What were people reading about in 2012? Here are the 10 most popular posts I wrote in 2012:
- One of these things is not like the other: Apple store, Microsoft store
- John Gruber spills 2000 words on the importance of pixels and typography and the awesomeness of the new MacBook Pro with Retina display without ever mentioning that most apps look like ass and relegating to a footnote that the fifteen inch laptop size is a jack of all trades master of none that fits few people’s needs
- Great Google Voice apps for Android and freedom from cell phone plan tyranny
- A Mac user’s travels in Ultrabook land
- It was the worst of times, it was the worst of times: Tough to buy a new Mac
- History will show journalists missed the big Amazon story today: ebook discounting is back
- The great Google storage price hike of 2012
- A longtime Mac user’s first impressions of the Thinkpad X1 Carbon
- Finally, serious Lightroom photo syncing on the iPad – no iPhoto required
- A Day in the Life: iPhone versus Nexus
I’ve excluded from the list my fixed pages as well as the ever-greens, like Review: Top 10 reasons why Civ V is awful (updated), written more than two years ago but still drawing plenty of traffic (and grouchy comments).
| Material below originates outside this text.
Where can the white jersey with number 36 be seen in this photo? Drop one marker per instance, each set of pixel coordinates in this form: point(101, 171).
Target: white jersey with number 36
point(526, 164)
Lately, a bit of research I did about which parts of the 2010 Facebook movie, The Social Network, were accurate and which less so has drawn a lot of traffic, too. Overall, though, traffic from search engines suddenly dropped quite a bit just in the past month or so for unknown reasons — maybe Google tweaked their algorithms?
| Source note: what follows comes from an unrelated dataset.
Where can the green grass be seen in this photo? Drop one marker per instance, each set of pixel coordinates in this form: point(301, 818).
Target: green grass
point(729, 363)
You can also see the rise and fall of various operating systems in the visitor data from WordPress. After many years as #1, Microsoft Windows saw a sharp decline in its share of visitors and was surpassed by those using the Mac. The Mac usage share actually also declined, but much less than Windows. And iOS? It’s share doubled and now equals almost half the share of either of the desktop OSs. Crazy. Android’s share almost doubled but from a much smaller 2011 base so it’s lagging well behind iOS.